Homework Tips for Parents of ELLs

Homework is important for students and their academic success, but helping children with homework can be difficult — especially if you are still learning English.

Here are some ways you can make homework easier for everyone — and remember that your involvement is the key to your child's success, no matter what language you are using!

The homework routine

Help your child get organized

Help your child pick out a special homework notebook or folder, and make sure your child has homework supplies, such as:

  • pencils
  • pens
  • writing paper
  • a dictionary

Get into a routine

Set a regular time for homework every day, and look for a homework area with good light. Help your child get into the habit of getting homework done before doing other activities.

Limit distractions

Turn off the TV and video games, and restrict phone calls and texting during homework time. If your child is using the computer for homework, check in periodically to make sure he is getting homework done.

Talking about homework

Show your child that you think homework is important

Ask your child about her homework each day, and check to see that it is completed. Even if you don't understand the assignment or don't speak English, you can still check to see that it is finished. Tell your child that you are proud of the work she is doing.

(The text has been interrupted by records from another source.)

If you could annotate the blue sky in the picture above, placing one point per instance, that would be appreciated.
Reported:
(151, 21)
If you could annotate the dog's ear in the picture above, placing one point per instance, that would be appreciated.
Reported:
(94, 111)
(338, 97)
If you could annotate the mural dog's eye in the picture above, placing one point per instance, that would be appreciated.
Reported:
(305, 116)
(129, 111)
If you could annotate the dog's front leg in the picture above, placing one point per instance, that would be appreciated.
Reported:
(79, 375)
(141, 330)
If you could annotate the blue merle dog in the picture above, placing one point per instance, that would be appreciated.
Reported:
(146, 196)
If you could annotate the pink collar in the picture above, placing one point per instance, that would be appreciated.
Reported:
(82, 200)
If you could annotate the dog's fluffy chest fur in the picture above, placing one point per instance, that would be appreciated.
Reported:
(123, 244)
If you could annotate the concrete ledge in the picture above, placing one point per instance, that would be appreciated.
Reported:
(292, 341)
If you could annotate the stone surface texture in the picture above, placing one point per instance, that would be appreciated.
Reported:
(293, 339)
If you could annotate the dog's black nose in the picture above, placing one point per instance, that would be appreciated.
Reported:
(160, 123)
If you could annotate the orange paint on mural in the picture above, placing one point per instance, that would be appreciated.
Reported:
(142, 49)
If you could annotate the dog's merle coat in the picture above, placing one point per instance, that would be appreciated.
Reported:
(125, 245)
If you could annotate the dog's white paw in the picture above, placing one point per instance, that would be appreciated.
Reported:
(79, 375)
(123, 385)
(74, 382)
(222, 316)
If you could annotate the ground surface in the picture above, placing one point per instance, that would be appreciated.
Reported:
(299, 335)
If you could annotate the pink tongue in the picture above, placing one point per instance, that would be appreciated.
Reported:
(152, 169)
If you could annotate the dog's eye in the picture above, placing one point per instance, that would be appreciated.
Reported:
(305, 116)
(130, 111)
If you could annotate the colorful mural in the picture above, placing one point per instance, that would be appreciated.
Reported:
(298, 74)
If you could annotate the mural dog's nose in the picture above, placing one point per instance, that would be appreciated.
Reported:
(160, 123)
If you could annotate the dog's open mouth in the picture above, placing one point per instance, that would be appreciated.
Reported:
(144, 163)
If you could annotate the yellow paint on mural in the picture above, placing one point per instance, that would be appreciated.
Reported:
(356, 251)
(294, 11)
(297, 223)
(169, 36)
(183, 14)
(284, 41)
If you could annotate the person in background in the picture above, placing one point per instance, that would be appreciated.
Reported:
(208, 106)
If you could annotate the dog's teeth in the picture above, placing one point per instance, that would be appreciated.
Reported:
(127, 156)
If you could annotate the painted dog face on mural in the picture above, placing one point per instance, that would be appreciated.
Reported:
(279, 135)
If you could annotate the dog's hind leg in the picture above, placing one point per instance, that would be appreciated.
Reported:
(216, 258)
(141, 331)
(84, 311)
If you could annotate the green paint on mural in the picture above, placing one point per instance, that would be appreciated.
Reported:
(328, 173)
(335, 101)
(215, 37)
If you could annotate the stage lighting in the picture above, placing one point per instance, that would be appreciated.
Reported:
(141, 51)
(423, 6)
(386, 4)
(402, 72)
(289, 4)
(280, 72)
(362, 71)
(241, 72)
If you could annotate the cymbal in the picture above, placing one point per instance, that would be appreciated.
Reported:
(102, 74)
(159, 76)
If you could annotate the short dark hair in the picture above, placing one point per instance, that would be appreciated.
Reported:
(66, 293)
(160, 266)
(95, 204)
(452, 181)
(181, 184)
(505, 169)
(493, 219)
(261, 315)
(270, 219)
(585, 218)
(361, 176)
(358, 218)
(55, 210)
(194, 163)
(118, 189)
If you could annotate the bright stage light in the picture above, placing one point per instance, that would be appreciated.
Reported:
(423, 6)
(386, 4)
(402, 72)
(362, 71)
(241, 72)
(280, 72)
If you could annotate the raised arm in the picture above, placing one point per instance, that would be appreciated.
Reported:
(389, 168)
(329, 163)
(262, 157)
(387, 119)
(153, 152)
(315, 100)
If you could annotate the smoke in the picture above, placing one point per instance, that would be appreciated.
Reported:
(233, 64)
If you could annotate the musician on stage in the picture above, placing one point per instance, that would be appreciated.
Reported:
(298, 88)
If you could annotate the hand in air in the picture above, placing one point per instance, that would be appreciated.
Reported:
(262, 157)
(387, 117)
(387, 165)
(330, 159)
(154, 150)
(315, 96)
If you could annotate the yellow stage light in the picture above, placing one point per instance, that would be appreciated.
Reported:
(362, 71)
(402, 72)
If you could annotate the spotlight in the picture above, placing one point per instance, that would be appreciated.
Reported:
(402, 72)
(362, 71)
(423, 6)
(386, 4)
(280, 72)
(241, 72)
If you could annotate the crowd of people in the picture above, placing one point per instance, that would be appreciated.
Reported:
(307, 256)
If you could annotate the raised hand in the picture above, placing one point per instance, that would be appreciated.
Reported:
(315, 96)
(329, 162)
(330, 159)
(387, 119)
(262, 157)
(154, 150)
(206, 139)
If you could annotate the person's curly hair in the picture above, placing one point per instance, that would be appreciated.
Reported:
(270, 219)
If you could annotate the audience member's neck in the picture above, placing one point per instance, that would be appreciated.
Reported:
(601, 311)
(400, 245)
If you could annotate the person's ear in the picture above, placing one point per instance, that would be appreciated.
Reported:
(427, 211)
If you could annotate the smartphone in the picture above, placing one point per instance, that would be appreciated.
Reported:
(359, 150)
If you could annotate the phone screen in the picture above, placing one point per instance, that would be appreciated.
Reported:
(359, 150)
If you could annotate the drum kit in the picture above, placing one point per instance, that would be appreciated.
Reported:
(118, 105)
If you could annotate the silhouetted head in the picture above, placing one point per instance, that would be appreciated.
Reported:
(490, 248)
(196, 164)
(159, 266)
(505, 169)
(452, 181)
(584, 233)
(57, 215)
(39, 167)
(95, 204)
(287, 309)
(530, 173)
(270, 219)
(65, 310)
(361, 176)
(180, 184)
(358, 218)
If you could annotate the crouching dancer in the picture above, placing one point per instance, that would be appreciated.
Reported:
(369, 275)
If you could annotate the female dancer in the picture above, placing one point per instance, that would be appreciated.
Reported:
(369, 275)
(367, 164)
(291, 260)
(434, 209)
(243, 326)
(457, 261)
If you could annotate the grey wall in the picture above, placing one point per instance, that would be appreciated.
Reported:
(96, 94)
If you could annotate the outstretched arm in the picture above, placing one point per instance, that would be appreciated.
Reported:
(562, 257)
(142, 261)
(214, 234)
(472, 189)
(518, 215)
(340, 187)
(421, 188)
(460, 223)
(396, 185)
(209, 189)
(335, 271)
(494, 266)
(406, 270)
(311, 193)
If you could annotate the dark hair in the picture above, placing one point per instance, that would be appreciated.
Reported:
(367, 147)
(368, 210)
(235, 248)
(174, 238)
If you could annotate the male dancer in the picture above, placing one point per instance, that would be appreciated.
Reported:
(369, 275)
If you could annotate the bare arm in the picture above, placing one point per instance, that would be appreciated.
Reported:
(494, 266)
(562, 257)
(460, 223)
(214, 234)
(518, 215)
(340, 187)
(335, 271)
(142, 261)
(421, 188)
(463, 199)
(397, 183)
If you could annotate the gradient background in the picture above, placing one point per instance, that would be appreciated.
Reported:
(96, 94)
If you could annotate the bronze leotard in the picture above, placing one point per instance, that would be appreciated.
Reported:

Don't be afraid to use your native language

Talk with your child about what she is learning, and ask her to explain new concepts to make sure she understands them.

Study the same things in different ways and places

Help your child learn about new words or content in a variety of ways. Talk about new vocabulary words several times over the course of the week, in different settings. This will help enrich your child's understanding of the word.

Let your child choose the first subject to study

Often, this is the one that your child likes the best. The next subject should be the hardest, and then your child can finish in any order.

Space out the learning

If your child has a big test coming up next week, help her study a little bit each day rather than cramming it in the night before. An hour or so every other day, spacing out the learning, is a better way to really learn the material.

Help your child without doing the homework

It's important to answer questions if you can — but remember that homework is supposed to help children learn and that doing your child's homework does not help in the long run.

Extra help

Use the library for books and computers

The school and public libraries are great places for homework help, books, reference resources, and computer/Internet access.

Learn about your school's after-school programs

If your child needs extra help or you work late, your child may be able to find extra help in an after-school program. Ask your child's teachers if any programs are available at your school.

Talk with your child's teacher

Find out what the teacher's homework rules are. If your child has a problem completing or understanding homework, call or e-mail the teacher to talk about the issue. Request or bring an interpreter if necessary to communicate with your child's teacher.